Page 322: Retour au travail et maintien en emploi après un ...

Retour au travail et maintien en emploi après un diagnostic de cancer : des trajectoires

socialement différenciées

Chaque jour en France, plus de quatre-cents personnes actives ou en âge de l’être apprennent qu’elles ont un cancer.

Or, plusieurs études françaises et internationales mettent en lumière l’impact négatif de la maladie sur la vie

professionnelle, ce qui positionne le sujet du retour au travail et du maintien en emploi après le diagnostic d’un cancer

au cœur d’enjeux sociaux, mais aussi politiques puisqu’il constitue un des objectifs du 3ème Plan Cancer. En moyenne,

ces études estiment que près d’un quart de la population en emploi au moment du diagnostic ne l’est plus deux ans

après. Ce taux varie entre 8 % et 40 % selon les études et les pays mais également selon les caractéristiques

socioprofessionnelles et médicales des populations enquêtées (Paltrinieri et al., 2018). Malgré un intérêt grandissant

des sciences sociales et médicales pour ce sujet, la plupart des études françaises s’intéressent à des populations

restreintes (parmi lesquelles les femmes atteintes d’un cancer du sein sont les plus représentées) sur des périodes

d’observation relativement courtes (inférieures à 2 ans du diagnostic). Dans ce contexte, cette recherche doctorale a

pour objectif de participer à la compréhension des difficultés rencontrées par les personnes atteintes de cancer dans

la poursuite de leur vie professionnelle en dépit des dispositifs mis en place par les pouvoirs publics. Afin d’apporter

une vision complète du sujet, cette recherche se veut transdisciplinaire : elle s’inspire de théories de santé publique,

sociologique mais également économique, et mobilise des méthodes mixtes alliant analyses quantitatives et

qualitatives. Ces analyses reposent exclusivement sur deux sources de données : l’enquête nationale VICAN5,

conduite par l’Institut National du Cancer et l’enquête CAREMAJOB réalisée dans le cadre de ce travail doctoral.

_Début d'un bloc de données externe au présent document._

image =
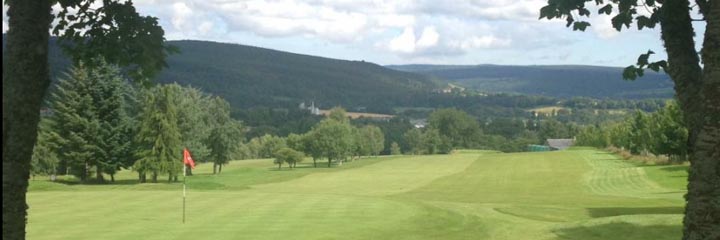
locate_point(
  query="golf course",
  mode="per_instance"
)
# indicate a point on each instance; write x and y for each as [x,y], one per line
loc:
[582,193]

VICAN5 est une enquête transversale réalisée par questionnaires auprès de personnes diagnostiquées d’un cancer en

2010/2011 et interrogées sur leurs conditions de vie cinq ans après, tandis que CAREMAJOB est une enquête

longitudinale pour laquelle deux séries d’entretiens semi-directifs ont été réalisés à six mois d’intervalle auprès de

personnes en emploi au moment du diagnostic de leur cancer. Nos résultats corroborent ceux de la littérature : les

personnes ayant les caractéristiques socioéconomiques les moins favorables sont les plus vulnérables face au

maintien en emploi à distance du diagnostic. En complément, cette recherche soutien l’intérêt de considérer des

indicateurs complémentaires au taux de retour au travail pour caractériser la situation professionnelle post-diagnostic,

tels que les parts d’emplois réduits et de changements de poste ou encore l’évolution de la situation financière. En

outre, l’approche individuelle souligne le rôle actif du patient tout au long du processus de retour au travail.

L’intersection subjective de ses expériences, de la maladie et du travail, construit progressivement sa motivation à

reprendre une activité professionnelle. Néanmoins, la capacité individuelle à se maintenir en emploi peut être altérée

par l’accès socialement différencié aux dispositifs d’aide, tels que les aménagements du travail qui, d’après nos

résultats, favorisent le maintien en emploi à moyen terme. Dans une perspective de politiques publiques, cette thèse

plaide pour un accompagnement personnalisé des personnes atteintes de cancer qui doit être réalisé précocement

dans le processus de retour au travail, et ce, afin de prendre en considération simultanément les inégalités

socioprofessionnelles et les motivations individuelles. Plus précisément, une attention spécifique doit être portée aux

travailleurs indépendants, aux femmes, aux individus disposant d’un faible statut socioéconomique et à ceux ayant

des conditions de travail délétères avant même la survenue de la maladie.

Mots clés : Cancer, Retour au travail et maintien en emploi, Trajectoires professionnelles, Inégalités sociales.